“The Given” by Robert Sheppard (Knives Forks and Spoons Press, 40pp, ISBN: 978-1-907812-07-1 £5.00)
I recently reviewed the "Smartarse" anthology from Knives Forks and Spoons, which I thought was an example of what a good anthology should do, and one of my favourite current pamphlets is this one, "The Given" by Robert Sheppard. Like most KS&F productions, this pamphlet has a workmanlike feel to it, which seems appropriate for the contents, as we get the feeling that Sheppard has moulded his raw materials - the linguistic productions of his earlier life - into a rough-and-ready artefact. The work consists of four prose pieces, totalling forty pages. Section III ends with the following:
"Adrian Clark chalks on the board: 'MATERIALS (the given) + PROCEDURE ="
So 'the given' are the words, the blocks of language taken from old journals and notebooks.
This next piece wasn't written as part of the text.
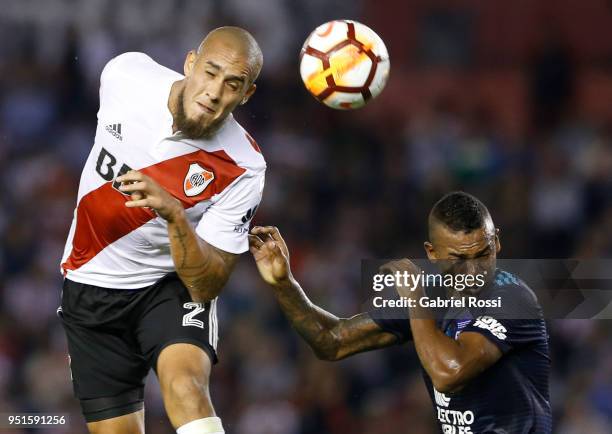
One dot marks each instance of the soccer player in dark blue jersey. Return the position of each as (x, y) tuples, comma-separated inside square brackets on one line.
[(486, 367)]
The procedure is summarised on the back cover by Scott Thurston:
"Part I attends to what writing has remembered that the writer has not ('I don't remember when I started writing poetry'); part II turns diary entries into questions ('How can he argue that feeling is structural?'); part III revisits the new sentences of Sheppard's 1985 'Letter from Blackstock Road' to process material from that period, whilst part IV alphabetises journal material written only in May, reprising Sheppard's Mayday texts and 'Report on Seaport' in his 'Twentieth Century Blues'".